Some people spend years, tens of thousands of dollars and countless hours studying to get a degree in sales and marketing. If this was my field I would just spend some time in the market, watching the repertoire of skills these skinny toothless shop sellers possess.
They have a magic spell that they cast on you as soon as they make eye contact, a spell that has been refined over hundreds of years to know exactly what to say or what not to say to get into your head and make you think… “yes, of course how could I possibly live without owning one of those wooden cobras?” Never thinking how I’m going to get that wooden toy though Aussie customs or even why they hell I would even want that. No, from the moment that little toothless boy catches you in his web you’re his. It’s only a matter of time until you’ve bought a belly dancing outfit for your daughter, gawdy costume jewellery for your wife and a pair of those pointy toed Aladdin slippers for yourself. The perfect gifts?!
My advice, just let yourself go. Buy all the crap they try and sell you, get swept away by the snake charmer techniques of the medina and eat everything that catches your eye. The food in the Jemaa el-Fnaa is surprisingly good. I mean, how can you go past kebab and merguez sausage cooked over coal in front of you. Fresh fish, bread and some mint tea to wash it down. Doesn’t get much better then that.
One of the things I really loved about Morocco was how you could be in the desert and in the distance you could see the snow capped Atlas Mountains. It was something that always made me take a second and just thinking about where I was and what an unbelievable life experience I’d been given.

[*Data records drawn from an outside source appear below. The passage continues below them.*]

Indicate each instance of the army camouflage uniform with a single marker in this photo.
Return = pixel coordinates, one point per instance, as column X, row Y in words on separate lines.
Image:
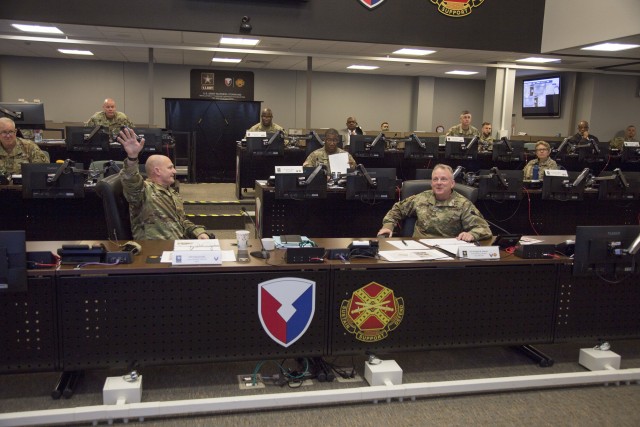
column 435, row 218
column 485, row 145
column 114, row 125
column 618, row 142
column 258, row 127
column 547, row 164
column 157, row 212
column 458, row 131
column 24, row 152
column 321, row 157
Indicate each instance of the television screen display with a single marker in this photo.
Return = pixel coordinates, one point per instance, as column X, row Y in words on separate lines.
column 541, row 97
column 80, row 138
column 606, row 251
column 26, row 115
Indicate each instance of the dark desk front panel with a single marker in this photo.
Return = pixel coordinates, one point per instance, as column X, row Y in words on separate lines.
column 445, row 308
column 334, row 216
column 28, row 328
column 176, row 318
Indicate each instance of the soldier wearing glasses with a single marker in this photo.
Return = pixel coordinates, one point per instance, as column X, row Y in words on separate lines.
column 15, row 151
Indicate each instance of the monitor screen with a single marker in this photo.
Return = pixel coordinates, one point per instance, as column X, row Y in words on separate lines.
column 564, row 188
column 79, row 138
column 457, row 147
column 541, row 97
column 606, row 251
column 52, row 181
column 13, row 261
column 367, row 145
column 495, row 184
column 311, row 184
column 618, row 185
column 372, row 184
column 27, row 115
column 270, row 145
column 152, row 139
column 508, row 151
column 421, row 148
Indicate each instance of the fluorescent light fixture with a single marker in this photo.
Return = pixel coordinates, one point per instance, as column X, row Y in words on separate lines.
column 229, row 60
column 611, row 47
column 37, row 29
column 461, row 72
column 75, row 52
column 239, row 41
column 537, row 60
column 362, row 67
column 414, row 52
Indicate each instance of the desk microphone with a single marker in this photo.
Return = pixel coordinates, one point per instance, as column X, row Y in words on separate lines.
column 262, row 254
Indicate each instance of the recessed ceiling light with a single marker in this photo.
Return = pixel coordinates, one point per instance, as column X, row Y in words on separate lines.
column 75, row 52
column 239, row 41
column 362, row 67
column 37, row 29
column 229, row 60
column 415, row 52
column 611, row 47
column 461, row 72
column 538, row 60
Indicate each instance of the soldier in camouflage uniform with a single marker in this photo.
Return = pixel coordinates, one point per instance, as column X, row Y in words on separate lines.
column 156, row 209
column 629, row 135
column 266, row 123
column 543, row 150
column 464, row 128
column 110, row 118
column 440, row 212
column 15, row 151
column 321, row 155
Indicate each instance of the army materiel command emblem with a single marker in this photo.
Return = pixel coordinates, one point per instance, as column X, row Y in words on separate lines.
column 372, row 312
column 456, row 8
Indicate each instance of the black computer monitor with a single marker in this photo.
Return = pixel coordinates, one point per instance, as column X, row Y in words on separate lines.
column 631, row 152
column 310, row 184
column 564, row 188
column 82, row 138
column 26, row 115
column 421, row 148
column 367, row 145
column 593, row 152
column 505, row 150
column 13, row 261
column 266, row 146
column 607, row 250
column 495, row 184
column 619, row 185
column 152, row 139
column 457, row 147
column 52, row 181
column 371, row 185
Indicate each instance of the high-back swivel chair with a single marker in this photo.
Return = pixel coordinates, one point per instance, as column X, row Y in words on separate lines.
column 415, row 186
column 116, row 208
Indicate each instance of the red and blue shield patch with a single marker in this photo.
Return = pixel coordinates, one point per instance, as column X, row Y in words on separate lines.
column 371, row 3
column 286, row 306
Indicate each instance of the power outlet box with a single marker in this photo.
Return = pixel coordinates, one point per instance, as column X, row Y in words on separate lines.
column 119, row 257
column 304, row 255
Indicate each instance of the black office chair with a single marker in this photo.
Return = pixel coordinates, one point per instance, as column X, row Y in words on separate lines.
column 415, row 186
column 116, row 208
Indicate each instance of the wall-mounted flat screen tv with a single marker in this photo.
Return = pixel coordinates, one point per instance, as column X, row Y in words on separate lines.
column 541, row 97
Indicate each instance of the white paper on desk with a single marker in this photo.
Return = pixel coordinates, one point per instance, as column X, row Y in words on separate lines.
column 339, row 162
column 424, row 255
column 407, row 245
column 227, row 256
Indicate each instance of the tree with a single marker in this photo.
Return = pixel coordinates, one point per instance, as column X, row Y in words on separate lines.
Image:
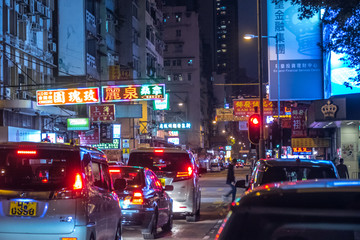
column 343, row 17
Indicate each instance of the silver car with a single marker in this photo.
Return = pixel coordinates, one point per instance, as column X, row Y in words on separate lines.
column 55, row 191
column 173, row 167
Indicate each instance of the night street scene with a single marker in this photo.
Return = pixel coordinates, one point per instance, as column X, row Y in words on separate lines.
column 180, row 119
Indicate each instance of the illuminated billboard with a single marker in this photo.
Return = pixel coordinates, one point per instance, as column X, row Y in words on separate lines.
column 67, row 96
column 133, row 92
column 300, row 57
column 72, row 38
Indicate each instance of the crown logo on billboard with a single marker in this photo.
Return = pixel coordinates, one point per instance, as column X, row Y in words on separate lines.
column 329, row 110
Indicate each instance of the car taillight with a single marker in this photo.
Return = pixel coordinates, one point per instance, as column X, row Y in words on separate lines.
column 78, row 182
column 136, row 199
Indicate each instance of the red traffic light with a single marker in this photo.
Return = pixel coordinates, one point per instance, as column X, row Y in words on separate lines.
column 254, row 128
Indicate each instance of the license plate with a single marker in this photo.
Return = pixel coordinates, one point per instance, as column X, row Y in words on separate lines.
column 23, row 208
column 162, row 180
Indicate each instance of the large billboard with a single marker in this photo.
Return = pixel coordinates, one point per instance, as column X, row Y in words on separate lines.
column 300, row 58
column 72, row 40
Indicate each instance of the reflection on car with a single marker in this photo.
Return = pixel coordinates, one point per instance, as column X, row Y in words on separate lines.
column 314, row 209
column 56, row 191
column 281, row 170
column 143, row 200
column 173, row 167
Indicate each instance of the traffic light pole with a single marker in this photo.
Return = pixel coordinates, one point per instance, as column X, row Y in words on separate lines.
column 259, row 33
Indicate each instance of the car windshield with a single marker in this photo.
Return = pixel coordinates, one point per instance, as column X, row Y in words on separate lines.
column 169, row 162
column 279, row 174
column 133, row 176
column 37, row 170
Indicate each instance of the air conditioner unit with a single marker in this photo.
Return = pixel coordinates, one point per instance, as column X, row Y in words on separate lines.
column 7, row 93
column 52, row 47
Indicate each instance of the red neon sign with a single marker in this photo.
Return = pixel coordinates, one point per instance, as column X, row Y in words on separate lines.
column 67, row 96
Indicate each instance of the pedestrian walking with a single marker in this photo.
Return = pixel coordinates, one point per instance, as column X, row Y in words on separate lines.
column 230, row 180
column 342, row 169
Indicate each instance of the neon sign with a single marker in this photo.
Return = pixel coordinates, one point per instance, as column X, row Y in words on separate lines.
column 67, row 96
column 133, row 92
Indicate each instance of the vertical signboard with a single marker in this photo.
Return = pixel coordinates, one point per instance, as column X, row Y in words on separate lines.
column 298, row 122
column 72, row 40
column 299, row 54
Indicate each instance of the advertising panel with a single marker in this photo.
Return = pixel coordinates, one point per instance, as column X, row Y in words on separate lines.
column 67, row 96
column 300, row 58
column 133, row 92
column 102, row 113
column 247, row 107
column 72, row 39
column 78, row 124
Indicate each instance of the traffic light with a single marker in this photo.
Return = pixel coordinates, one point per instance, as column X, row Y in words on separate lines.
column 254, row 128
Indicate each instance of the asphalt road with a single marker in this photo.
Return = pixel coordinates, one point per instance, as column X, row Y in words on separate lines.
column 213, row 210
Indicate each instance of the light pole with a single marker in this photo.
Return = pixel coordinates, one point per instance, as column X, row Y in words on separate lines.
column 250, row 36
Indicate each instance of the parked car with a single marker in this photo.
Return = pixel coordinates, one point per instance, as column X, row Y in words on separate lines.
column 215, row 167
column 143, row 199
column 280, row 170
column 56, row 191
column 308, row 210
column 173, row 167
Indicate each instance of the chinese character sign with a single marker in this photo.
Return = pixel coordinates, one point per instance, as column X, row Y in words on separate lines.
column 102, row 113
column 298, row 122
column 67, row 96
column 247, row 107
column 133, row 92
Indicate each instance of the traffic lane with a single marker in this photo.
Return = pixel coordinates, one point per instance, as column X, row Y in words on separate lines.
column 213, row 210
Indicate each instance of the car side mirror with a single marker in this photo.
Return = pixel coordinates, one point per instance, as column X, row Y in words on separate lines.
column 120, row 184
column 168, row 188
column 240, row 184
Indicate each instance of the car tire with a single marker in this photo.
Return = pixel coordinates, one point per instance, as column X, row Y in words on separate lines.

I remember waking up early one morning, we were going to climb into the mountains that day. We stayed in a lovely little hotel in the middle of a palmery and my room had a small terrace. I got stuck into my morning work out routine and when I took a minute to rest, through a gap in the palm trees I could see the Atlas Mountains in the distance, covered in snow.
Morocco has an immense amount of natural beauty, it’s a rich and amazing part of the world. Life moves slower out there. It’s not as frantic as the medina of Fes or Marrakesh. People seem to just live life and enjoy the simple things for what they are. Coming from a busy western world where it’s dog eat dog and life moves quicker then I can keep up, this was a really nice change of speed.
My friends all know that I’m not the most outdoorsy bloke going around. No valet, no room service and no running water normally means NO WAY. But, for this experience I was willing to push the boundaries… a little.
Sleeping under the stars of the Sahara, camel rides over wind swept dunes, camping in a 5 star Bedouin tent camp, lamb tagine cooked over coal and bread cooked in the hot sand from under the camp fire and traditional music from our amazing hosts. All sounds to good to refuse right?
Let me just fill you in on a little of what really happened. It was a great experience and something I will never forget, but not entirely how I though it’d play out.
So, that beautiful lamb tagine that you saw us cooking took about 4 hours to cook. When it was ‘ready’, it wasn’t actually cooked. I think it was a mix of a huge piece of lamb, a small tagine and the gusty winds of the Sahara desert that meant we went to bed with a dinner of Mars Bars, some weird tasting BBQ potato chips and an apple. Not really the romantic Moroccan feast I was dreaming about.